- Cover to All-Flash #14 (Spring 1944) by E.E. Hibbard featuring Winky, Blinky, and Noddy

Publication information
- Publisher: DC Comics
- First appearance: All-Flash #5 (Summer 1942)
- Created by: Gardner Fox E.E. Hibbard

In-story information
- Alter ego: 1940s: Winky Boylan Noddy Moylan Blinky Toylan 1960 revival: Winky Moylan Noddy Toylan Blinky Boylan
- Supporting character of: Jay Garrick

= Winky, Blinky, and Noddy =

DC Comics characters

Winky, Blinky, and Noddy are a trio of fictional comic book characters, created by writer Gardner Fox and artist E.E. Hibbard, who first appeared in books starring the Flash.

Their names were taken from Wynken, Blynken, and Nod, although their appearance and characterization was a spoof on the Three Stooges. Noddy Moylan was based on Moe Howard, and often gave the other two a Stooges-style smack. Winky Boylan's red curly hair imitated Larry Fine's. Blinky Toylan's eyes were covered with a shock of hair, recalling Shemp Howard. The comic books frequently referred to them as the "Three Dimwits", or variants like the "Three Numbskulls", the "Three Dopes", or the "Three Idiots".

==History==
Winky, Blinky and Noddy first appeared in All-Flash #5 (1942), as incompetent small-time criminals working for a crooked stable owner. After the Flash captured the stable owner, the three henchmen decided to move on to more benign pursuits. In the story "The Ray That Changed Men's Souls!" in issue #6, they invented a ray that changed people's personalities—an invention that was quickly stolen by a gang and used to commit crimes. By the end of the story, the ray made them forget their own criminal pasts, and when the readers were asked if they wanted the trio to return, they gave an enthusiastic response. The trio wandered from job to job, usually causing trouble, and the Flash would have to get involved.

The Three Dimwits appeared in All-Flash until issue #29 (1947). As their popularity grew, they were featured in solo stories in All-American Comics from issue #73 (1946) to #82 (1947).
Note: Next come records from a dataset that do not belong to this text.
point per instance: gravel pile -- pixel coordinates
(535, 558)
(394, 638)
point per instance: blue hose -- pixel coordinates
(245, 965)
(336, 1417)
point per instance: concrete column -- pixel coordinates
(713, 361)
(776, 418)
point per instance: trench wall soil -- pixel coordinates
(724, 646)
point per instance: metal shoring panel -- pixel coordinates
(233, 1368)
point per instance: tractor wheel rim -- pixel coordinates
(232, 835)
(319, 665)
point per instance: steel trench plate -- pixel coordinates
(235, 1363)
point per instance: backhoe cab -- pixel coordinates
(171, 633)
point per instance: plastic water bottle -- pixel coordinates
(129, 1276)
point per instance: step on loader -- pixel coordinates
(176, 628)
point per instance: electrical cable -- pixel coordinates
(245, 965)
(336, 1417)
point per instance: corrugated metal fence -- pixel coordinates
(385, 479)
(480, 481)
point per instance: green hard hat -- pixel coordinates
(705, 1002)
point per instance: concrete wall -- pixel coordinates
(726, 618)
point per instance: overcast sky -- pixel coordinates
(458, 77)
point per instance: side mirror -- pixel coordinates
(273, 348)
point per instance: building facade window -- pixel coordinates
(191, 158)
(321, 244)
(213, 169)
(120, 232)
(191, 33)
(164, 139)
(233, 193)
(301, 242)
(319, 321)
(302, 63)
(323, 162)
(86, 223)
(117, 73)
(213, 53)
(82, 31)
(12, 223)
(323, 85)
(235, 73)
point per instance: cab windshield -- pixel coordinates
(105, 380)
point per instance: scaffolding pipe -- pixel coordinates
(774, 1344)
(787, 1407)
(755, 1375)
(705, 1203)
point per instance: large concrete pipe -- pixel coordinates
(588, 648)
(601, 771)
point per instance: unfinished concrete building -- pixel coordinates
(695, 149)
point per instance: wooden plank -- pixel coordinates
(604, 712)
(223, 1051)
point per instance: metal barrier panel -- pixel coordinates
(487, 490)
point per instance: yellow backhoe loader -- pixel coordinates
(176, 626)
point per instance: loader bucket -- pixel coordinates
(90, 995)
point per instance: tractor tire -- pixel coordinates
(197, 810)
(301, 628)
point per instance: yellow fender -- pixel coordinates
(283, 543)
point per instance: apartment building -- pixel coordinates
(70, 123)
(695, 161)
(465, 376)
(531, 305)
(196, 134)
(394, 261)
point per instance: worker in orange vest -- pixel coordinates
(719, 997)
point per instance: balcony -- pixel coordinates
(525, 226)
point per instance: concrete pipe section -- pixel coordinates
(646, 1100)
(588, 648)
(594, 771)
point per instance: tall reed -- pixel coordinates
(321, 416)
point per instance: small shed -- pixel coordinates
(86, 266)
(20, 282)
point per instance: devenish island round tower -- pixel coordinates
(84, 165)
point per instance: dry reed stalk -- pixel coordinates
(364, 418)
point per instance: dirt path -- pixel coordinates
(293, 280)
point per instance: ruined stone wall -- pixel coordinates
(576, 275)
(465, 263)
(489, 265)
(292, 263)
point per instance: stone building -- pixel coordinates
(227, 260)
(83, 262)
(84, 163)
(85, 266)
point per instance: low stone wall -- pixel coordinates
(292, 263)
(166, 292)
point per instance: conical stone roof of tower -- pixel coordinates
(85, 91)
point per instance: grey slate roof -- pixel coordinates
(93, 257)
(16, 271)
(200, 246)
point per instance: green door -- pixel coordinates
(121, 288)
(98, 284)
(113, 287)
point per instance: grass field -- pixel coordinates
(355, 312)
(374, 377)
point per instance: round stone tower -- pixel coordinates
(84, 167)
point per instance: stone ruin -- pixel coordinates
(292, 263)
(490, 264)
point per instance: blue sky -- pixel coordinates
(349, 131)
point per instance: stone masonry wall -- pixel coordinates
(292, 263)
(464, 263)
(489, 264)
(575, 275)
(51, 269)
Their appearances in Flash Comics began in issue #46 (October 1943) and ended in #79 (January 1947), and they were seen in Comic Cavalcade from issue #4 (Fall 1943) to #18 (December/January 1947).

Their antics extended outside their stories into fourth-wall breaking meta-commentary. As The Flash Companion explains: "The Three Dimwits even tried to sell their account of the latest Flash adventure to Sheldon Mayer in All-Flash #9 only to have Mayer produce a copy of that already-published issue. So they slipped into the All-American offices unannounced in issue #14 and replaced the scheduled story with one of their own -- forcing a frantic Mayer to stamp an "April Fool's Day" label on the splash page rather than miss the publication deadline".

==Revivals==
Thirteen years later, in 1960, editor Julius Schwartz asked Gardner Fox to write another Dimwits story at the request of fan (and later Marvel Comics editor-in-chief) Roy Thomas. The story appeared in Flash #117, in the story "The Madcap Inventors of Central City". Despite the promise that they would appear again on a regular basis, negative reader reaction decided otherwise.

In Flash vol. 2, #161 (2000), the trio appeared in a flashback that explained why they had disappeared: they had stumbled across a sack full of money and retired to the Caribbean.

In Justice League: Cry for Justice #2 (2009), while volunteering as night guards at Flash Museum, they are killed by an unknown assailant who steals the Cosmic Treadmill. Jay investigates the trio's murder.